You are free to replace any level with another implementation (providing the same interface). Those interfaces are not all stable at this time, which is a bit of a stumbling block. But systemd actually promises stability for some interfaces while listing others as still under active development. That is more than many other projects do!

Comment Re:I don't understand the attacks. (Score 1) 550

To me a faster boot-up time are just a nice side-effect of running systemd. I also do not see where well-established init system vestiges are abandoned. PID1 is pretty small -- yes, it is bigger as sysv-init, but then it does quite a few new and useful tricks.

Logs can be binary or you can forward them to whatever syslog implementation you care for (some of them then storing them in their own binary format;-). Why is that considered an issue at all? SuSE and RedHat apparently do that in their default configuration (I have not tried those though).

And no, adding more stuff to sysv-init is definitely not the right approach. It had out-grown its usefulness about a decade ago: That is when all the "real" unixes moved away from it, using service managers similar to what systemd tries to do now on Linux.

Abandoning sysv init is not happening to standardize on a new file format. It is happening because shell scripts are a horrible way to configure a system. A 10 line systemd file does a better job at starting a service than a 200 line sysv-init file. Systemd does apply a bunch of hardening features (e.g. make /home unavailable to a daemon, make /usr and /etc read-only to a daemon, restrict capabilities a daemon can get access to, even make it unable to ever apply more privileges than those it was started with), many of which I have never seen implemented in sysv-init scripts.

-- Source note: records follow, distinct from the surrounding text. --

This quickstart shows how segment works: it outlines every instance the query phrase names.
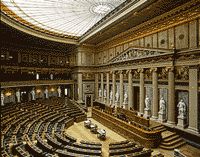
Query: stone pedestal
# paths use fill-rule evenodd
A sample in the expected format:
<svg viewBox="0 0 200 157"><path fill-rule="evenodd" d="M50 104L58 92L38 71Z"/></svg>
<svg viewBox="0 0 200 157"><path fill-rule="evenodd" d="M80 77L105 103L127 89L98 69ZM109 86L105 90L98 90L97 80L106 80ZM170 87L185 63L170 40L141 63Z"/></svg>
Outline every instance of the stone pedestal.
<svg viewBox="0 0 200 157"><path fill-rule="evenodd" d="M158 121L160 121L161 123L166 122L166 114L158 113Z"/></svg>
<svg viewBox="0 0 200 157"><path fill-rule="evenodd" d="M128 109L128 103L123 103L123 108Z"/></svg>
<svg viewBox="0 0 200 157"><path fill-rule="evenodd" d="M151 110L150 109L144 109L144 117L149 118L151 116Z"/></svg>
<svg viewBox="0 0 200 157"><path fill-rule="evenodd" d="M119 106L119 102L115 101L115 106L118 107Z"/></svg>
<svg viewBox="0 0 200 157"><path fill-rule="evenodd" d="M185 128L187 125L187 119L186 117L178 117L178 124L177 126L180 128Z"/></svg>
<svg viewBox="0 0 200 157"><path fill-rule="evenodd" d="M106 103L106 97L104 97L104 99L103 99L103 100L104 100L104 103Z"/></svg>

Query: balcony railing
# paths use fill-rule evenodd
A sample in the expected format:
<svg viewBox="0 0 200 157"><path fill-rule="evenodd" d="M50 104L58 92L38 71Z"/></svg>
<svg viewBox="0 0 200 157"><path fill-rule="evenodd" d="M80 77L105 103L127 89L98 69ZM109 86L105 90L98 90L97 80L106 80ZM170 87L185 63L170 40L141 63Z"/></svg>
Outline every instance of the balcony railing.
<svg viewBox="0 0 200 157"><path fill-rule="evenodd" d="M39 85L61 85L61 84L62 85L74 84L74 80L32 80L32 81L1 82L1 88L39 86Z"/></svg>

Not that it is impossible to do in sysv-init, it is just so hard that nobody ever bothered!

About "Unix principle": I personally do not see why systemd is supposed to violate those. It is a lot of small binaries -- each doing some specific task -- working in concert.

Comment Re: Remove It (Score 1) 522

Yeap, the indexing in the journald files does increase the file size. That does speed up searches though, so it does have its advantage.

But systemd also logs a lot more than syslog ever could. This includes a lot of meta data (e.g. systems unit that started a process, cryptographic hash) for each entry as well as more entries (e.g. stdout and stderr from all daemons).

Comment Re: Hope! (Score 1) 522

What does systemd make worse?

I can e.g. restrict services far more effectively since I switched my machines to systemd. I really appreciate that. I also find the socket activation really convenient and am really happy to be rid of that horrible crontab syntax. Networkd works like a charm and debugging became so much easier since the log output is finally complete.

So far I have yet to find anything I miss from sysv unit.

Comment Re: Hope! (Score 1) 522

That is indeed not posible: systems logs stuff that is not accessible to syslog (e.g. stdout and stderr of all processes run by systemd, output geerated before/after syslogd is up, etc.) and needs journald as some kind of internal interface to pass all that information on.

Comment Re: Hope! (Score 1) 522

Why journald?

Because systemd logs stuff that is not accessible to syslog and thus needs an interface to buffer (e.g. before syslog is up) and forward that information to syslog.

That system grew up to handle most of the things syslog also does. So syslog was made optional, so that small systems have one less service that they need to run.

Send like a sensible decision to me.

Comment Re: Some Sense Restored? (Score 1) 522

The complexity of systemd is in stand-alone executables running inseverly restricted environments (no access to /home, private /tmp, read-only /, no network but through one file descriptor, etc.). That is a huge step forward.

This is especially true considering that the systems complexity is also running as separate, far less restricted services on non systemd systems (e.g. cron, xinetd, nwtpd, etc.).

Comment Re: Some Sense Restored? (Score 1) 522

How should that work? You need cgrouo support in the init system for that. Do you seriously think that is ever going to be added to sysv init?

Having some external process managing cgroups for init itself can not work, except by having init start the cgroup manager and then having that start everything else.